As much as 15-20% of the garbage can be recycled, according to a study by Chintan, a non-profit organization working with ragpickers in the city.
Delhi has some 80,000 waste pickers and recyclers, who make up an informal recycling sector. If they were to be employed by the municipality and paid minimum wages, it could cost the city at least Rs 15 lakh daily, Chintan says.
To avoid this expenditure, authorities have divided the city into six zones and have handed out contracts to private firms to collect and dump garbage.
“The private companies are competing with the informal sector since the only waste available as of now is from the waste pickers,” said Bharati Chaturvedi, director, Chintan. “Through privatization, at least 1,000-1,200 waste pickers will be impacted.”
Ramky Group and SPML Infra Ltd are among the private companies that have been signed on by the New Delhi Municipal Council to collect and carry garbage to various landfill sites. The firms are not responsible for segregating the waste.
“Not only will this impact the people and the environment severely, but this decision to privatize waste management is myopic on the part of the government,” said Gopal Krishna, spokesman of Toxic Links, a non-governmental organization that works to increase awareness on the environment and waste management.
The disposal firms disagree.
The current system guarantees a single-point responsibility of managing the entire gamut of municipal solid waste activities by a single operator, said Tariq Siddiqui, deputy general manager, corporate communications, SPML. “This leads to more accountability and better efficiency due to effective utilization of resources and technology.”
The Pune example
Activists and planners say Delhi could learn some lessons from Pune, the fastest growing city in Maharashtra after Mumbai, which has managed to streamline waste collection, segregation and recycling.

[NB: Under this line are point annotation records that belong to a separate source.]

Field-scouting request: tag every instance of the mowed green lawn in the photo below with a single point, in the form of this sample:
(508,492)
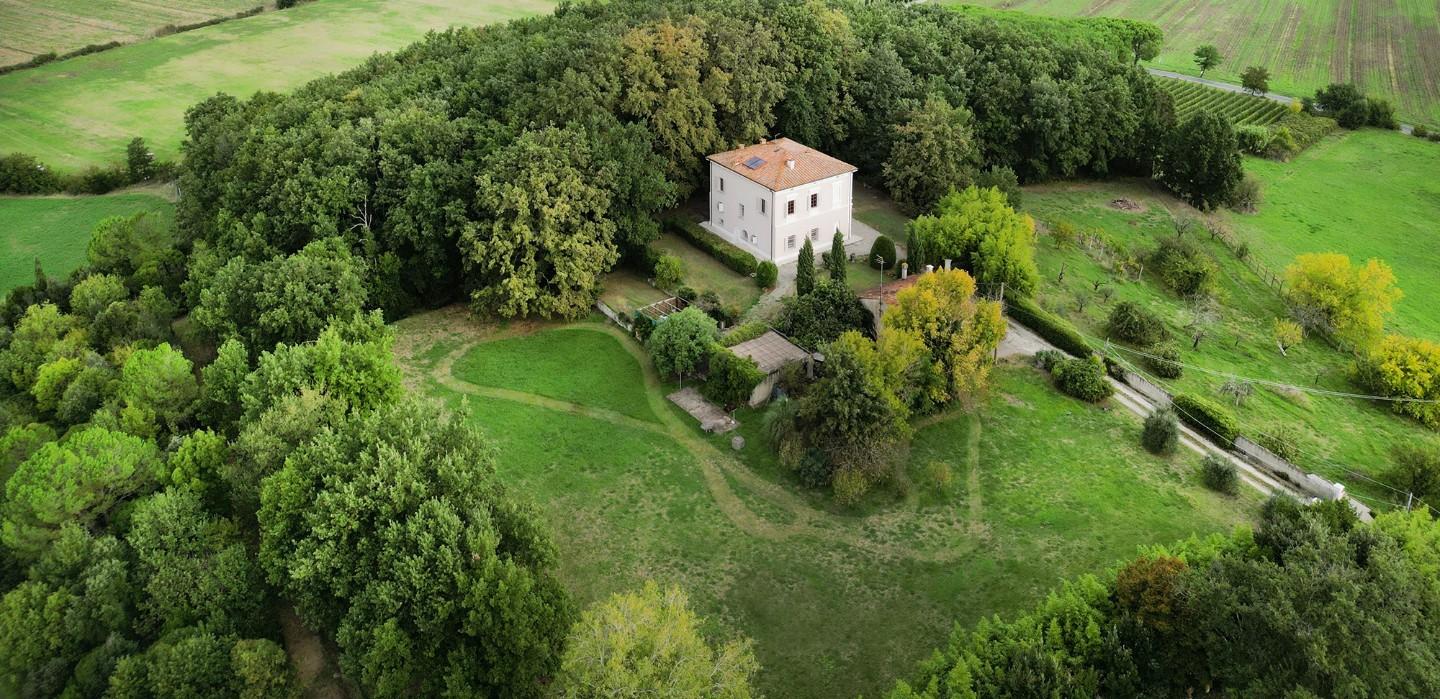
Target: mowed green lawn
(1339,437)
(56,229)
(82,111)
(1391,48)
(1368,195)
(838,603)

The Pune Municipal Corporation in 2000 collaborated with an association of ragpickers and waste collectors—Kagad Kach Patra Kashtakari Panchayat (KKPKP)—to form Swach, a collective of waste collectors responsible for collecting household garbage from doorsteps. The city generates 1,400 tonnes of garbage every day.
The collective segregates the waste and recycles whatever it can from this and sells it for a profit. There are now 5,500 registered waste pickers in Pune’s municipal area of some 240 sq. km, of which 1,836 collect waste from door to door. Residents pay Rs 10 a month to the collectors.

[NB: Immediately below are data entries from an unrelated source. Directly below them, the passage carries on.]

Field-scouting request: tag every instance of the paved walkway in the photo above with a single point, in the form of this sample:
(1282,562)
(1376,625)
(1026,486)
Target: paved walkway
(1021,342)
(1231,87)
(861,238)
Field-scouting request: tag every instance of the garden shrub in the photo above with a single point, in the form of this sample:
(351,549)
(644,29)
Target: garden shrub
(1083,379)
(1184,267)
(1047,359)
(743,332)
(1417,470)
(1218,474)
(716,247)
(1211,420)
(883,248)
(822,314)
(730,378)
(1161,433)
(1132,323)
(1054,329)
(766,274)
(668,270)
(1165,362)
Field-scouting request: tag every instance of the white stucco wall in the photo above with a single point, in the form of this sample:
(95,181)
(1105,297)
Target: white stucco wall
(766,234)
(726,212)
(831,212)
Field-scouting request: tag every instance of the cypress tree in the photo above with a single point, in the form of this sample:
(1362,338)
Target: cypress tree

“The waste collectors provide a service to the city and assist the municipality,” says Lakshmi Narayan, general secretary, KKPKP. “They are extremely knowledgeable about waste management and segregation practices.”
Pune now aims to move towards a zero-waste model where all waste generated within a particular district or ward is disposed of within that area by using it as compost or bio-gas, according to Narayan.

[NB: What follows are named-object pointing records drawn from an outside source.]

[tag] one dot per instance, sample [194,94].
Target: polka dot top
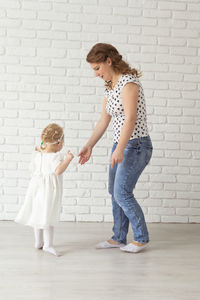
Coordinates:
[115,109]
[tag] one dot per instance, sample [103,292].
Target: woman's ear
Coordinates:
[109,61]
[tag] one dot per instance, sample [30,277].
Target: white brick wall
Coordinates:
[44,78]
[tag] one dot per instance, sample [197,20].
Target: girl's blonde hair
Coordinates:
[51,134]
[101,51]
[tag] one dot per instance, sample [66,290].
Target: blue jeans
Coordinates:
[122,180]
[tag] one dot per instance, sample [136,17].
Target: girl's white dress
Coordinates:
[42,204]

For the municipality, the agreement with KKPKP enabled it to bypass privatization and at the same time improve its solid waste management through a community that lived on the margins of urban society.
To be sure, the unique initiative was not without its bottlenecks. For instance, residents in some city neighbourhoods refused to pay Rs 10 a month to the waste collectors, who then declined to collect waste from their doorsteps. Municipality officials stepped in and resolved the issue through community meetings.
There are some wrinkles in the system. For instance, in many households, the valuable recyclable waste may be picked up the domestic help and the ragpickers won’t get enough recyclable material to make money.
Policy of exclusion
Instead of adopting the Pune model, where a marginal community was brought into the social mainstream, Delhi has turned towards privatization and the exclusion of ragpickers, some activists say.
“In an attempt to increase tonnage, these companies transport as much waste as they can without segregation,” said Shashi Pandit, secretary, All India Kabadi Mazdoor Mahasangh, an association of ragpickers in Delhi. “Not only do they make more money this way, but they also take away the recyclable material from the ragpickers.”
Activists are also opposed to burning or converting the waste into energy, which the ministry of new and renewable energy is promoting.
All private companies get a subsidy of Rs 2 crore for generating 1 megawatt of power through converting waste, according to Krishna of Toxic Links.
Household waste in India has a low calorific value—between 700 and 1,000 kilocalories—which is unsuitable for thermal technologies such as incineration and converting waste to energy, according to a Chintan study.
Incinerators have been shown to emit more carbon dioxide per MW-hour than coal or gas-fired plants, Chintan said. Besides, burning the waste also releases dioxins and furans, which can cause cancer.
The waste-to-energy initiative is a recipe for disaster, Chaturvedi said. “The impact will be at multiple levels and the problem extends beyond waste collection.”